스피루리나를 함유하는 기능성 빵의 제조방법 및 그에 의해제조된 기능성 빵
    1.
    发明公开

    公开(公告)号:KR1020100087513A

    公开(公告)日:2010-08-05

    申请号:KR1020090006559

    申请日:2009-01-28

    Abstract: PURPOSE: A method for preparing functional bread containing spirulina with high physiological activity including antioxidant effect is provided to obtain the bread having excellent functionality by weakening unique scent of the spirulina and to increase a storage period of the bread by delaying bread staling by adding the spirulina. CONSTITUTION: A method for preparing functional bread containing spirulina comprises the following steps: mixing 0.4-1.3 parts by weight of spirulina powder with 17-23 parts by weight of butter; mixing 100 parts by weight of wheat flour, 1-2 parts by weight of salt, 5.5-6.5 parts by weight sugar, and 2-6 parts by weight of yeast; kneading the wheat flour mixture by adding 35-50 parts by weight of water or milk and 16-24 parts by weight of an egg; kneading the mixture by adding the mixture of the spirulina powder and the butter; firstly fermenting the mixture at 25-30°C at 35-45 minutes; secondarily fermenting the mixture at 27-33°C at 35-45 minutes; and roasting the fermented mixture at 170-200°C.

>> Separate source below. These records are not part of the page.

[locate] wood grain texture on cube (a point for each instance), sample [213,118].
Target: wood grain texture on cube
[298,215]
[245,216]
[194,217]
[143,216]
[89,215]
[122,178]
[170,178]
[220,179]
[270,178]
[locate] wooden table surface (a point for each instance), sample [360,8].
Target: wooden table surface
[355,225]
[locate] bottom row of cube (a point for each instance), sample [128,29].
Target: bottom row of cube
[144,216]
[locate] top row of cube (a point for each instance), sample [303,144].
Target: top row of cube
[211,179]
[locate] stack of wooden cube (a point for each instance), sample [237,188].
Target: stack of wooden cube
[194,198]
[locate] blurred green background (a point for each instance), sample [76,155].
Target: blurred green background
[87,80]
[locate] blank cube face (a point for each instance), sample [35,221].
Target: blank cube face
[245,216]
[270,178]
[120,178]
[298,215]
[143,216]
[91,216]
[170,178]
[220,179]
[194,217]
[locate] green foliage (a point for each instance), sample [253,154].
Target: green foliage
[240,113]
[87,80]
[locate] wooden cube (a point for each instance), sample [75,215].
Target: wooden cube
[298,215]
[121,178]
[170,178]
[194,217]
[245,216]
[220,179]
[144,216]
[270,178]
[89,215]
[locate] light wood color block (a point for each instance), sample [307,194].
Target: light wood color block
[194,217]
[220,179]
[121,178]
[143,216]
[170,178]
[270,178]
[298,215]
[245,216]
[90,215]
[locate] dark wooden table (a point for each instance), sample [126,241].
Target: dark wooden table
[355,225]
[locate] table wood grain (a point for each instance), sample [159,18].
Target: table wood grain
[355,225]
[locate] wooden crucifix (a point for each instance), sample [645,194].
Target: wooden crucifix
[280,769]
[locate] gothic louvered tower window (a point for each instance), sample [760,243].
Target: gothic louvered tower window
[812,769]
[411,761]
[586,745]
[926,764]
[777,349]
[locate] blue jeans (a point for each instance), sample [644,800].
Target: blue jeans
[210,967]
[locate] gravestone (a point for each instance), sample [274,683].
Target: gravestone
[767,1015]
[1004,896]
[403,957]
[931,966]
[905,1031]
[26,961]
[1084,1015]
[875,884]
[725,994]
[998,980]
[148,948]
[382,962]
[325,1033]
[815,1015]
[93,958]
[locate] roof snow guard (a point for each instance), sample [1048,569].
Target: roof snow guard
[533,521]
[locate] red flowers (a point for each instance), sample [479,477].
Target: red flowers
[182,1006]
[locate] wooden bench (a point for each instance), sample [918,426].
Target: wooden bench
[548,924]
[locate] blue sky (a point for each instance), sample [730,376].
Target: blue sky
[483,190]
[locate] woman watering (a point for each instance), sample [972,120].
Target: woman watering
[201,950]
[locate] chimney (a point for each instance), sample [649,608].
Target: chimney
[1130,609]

    Abstract translation: 目的:提供一种制备具有高生理活性,包括抗氧化作用的含螺旋藻功能面包的方法,通过减弱螺旋藻的独特气味获得具有优异功能的面包,并通过加入螺旋藻来延缓面包陈化,增加面包的储存期 。 构成:用于制备含螺旋藻的功能性面包的方法包括以下步骤:将0.4-1.3重量份的螺旋藻粉与17-23重量份的黄油混合; 混合100重量份小麦粉,1-2重量份盐,5.5-6.5重量份糖和2-6重量份酵母; 通过加入35-50重量份的水或牛奶和16-24重量份的鸡蛋来捏合小麦粉混合物; 通过加入螺旋藻粉和黄油的混合物捏合混合物; 首先在25-30℃在35-45分钟时发酵混合物; 二次在35-45分钟内将混合物在27-33℃下发酵; 并在170-200℃焙烧发酵混合物。